A wind-powered turbine, water filter research, a rainwater harvesting project and a newly built pedal-power cinema were showcased at the University of Sheffield as part of a unique event designed to show how engineers can have a positive influence on the world.
The Engineers Without Borders (EWB) Sheffield Showcase demonstrated the exciting sustainable development projects run by members of the Sheffield student branch of EWB and highlighted the various ways in which industry can get involved to help create a sustainable future.
Industry experts, academics and students were given the chance to find out more about how EWB can create global engineers, as well as explore the technology on show, including a wind turbine constructed by students within the University´s EWB group.
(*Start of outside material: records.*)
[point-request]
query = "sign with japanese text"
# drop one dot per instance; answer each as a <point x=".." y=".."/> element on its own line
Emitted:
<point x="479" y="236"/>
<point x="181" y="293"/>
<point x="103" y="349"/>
The turbine has a top power rating of 500w at a wind speed of 10m/s and an average of 200w – enough to power 10 laptops. Constructed using wood, steel and epoxy resin over a seven month period, the five foot high structure was made as part of the group’s focus on sustainable energy.
Other projects on display included the water project, which looks at both water filters to provide clean and safe drinking water and rainwater harvesting for water collection. The project has involved working closely with the University’s Department of Estates in preparation for installation on University grounds.
The pedal-powered projects also displayed included a pedal cinema which is being built in partnership with student-led film festival No Limits, and a pedal-powered smoothie maker, which attendees were able to try out for themselves.
The University’s Outreach and Access Scheme, where students have been visiting local schools to promote international development issues and the role which engineers play, also showcased its work. In addition, visitors to the event were able to find out more about training sessions available, from talks to week-long residential courses, organised by the EWB committee to increase the knowledge of their members and the wider University about international development and sustainable issues.
Speakers at the event included Professor Mike Hounslow, Pro Vice-Chancellor for Engineering at the University, who offered his support to the scheme and encouraged students and industry to engage. He was joined by Andrew Lamb, CEO of EWB-UK and Katie Cresswell-Maynard, Head of Research at EWB-UK, who illustrated how industry can support students who take on EWB-UK research projects.
Emily Nix, aged 22, a fourth year Mechanical Engineering student from the University of Sheffield and President of the EWB Sheffield branch, said: “We organised the showcase to highlight the importance of sustainability in engineering today – to inspire students, academics and industry that through engineering we can make a real difference. It has also been a great way to recognise all the great work that EWB-UK and our branch members do!
“It has been a great success and the amount of involvement and interest driven from the showcase has been incredible.”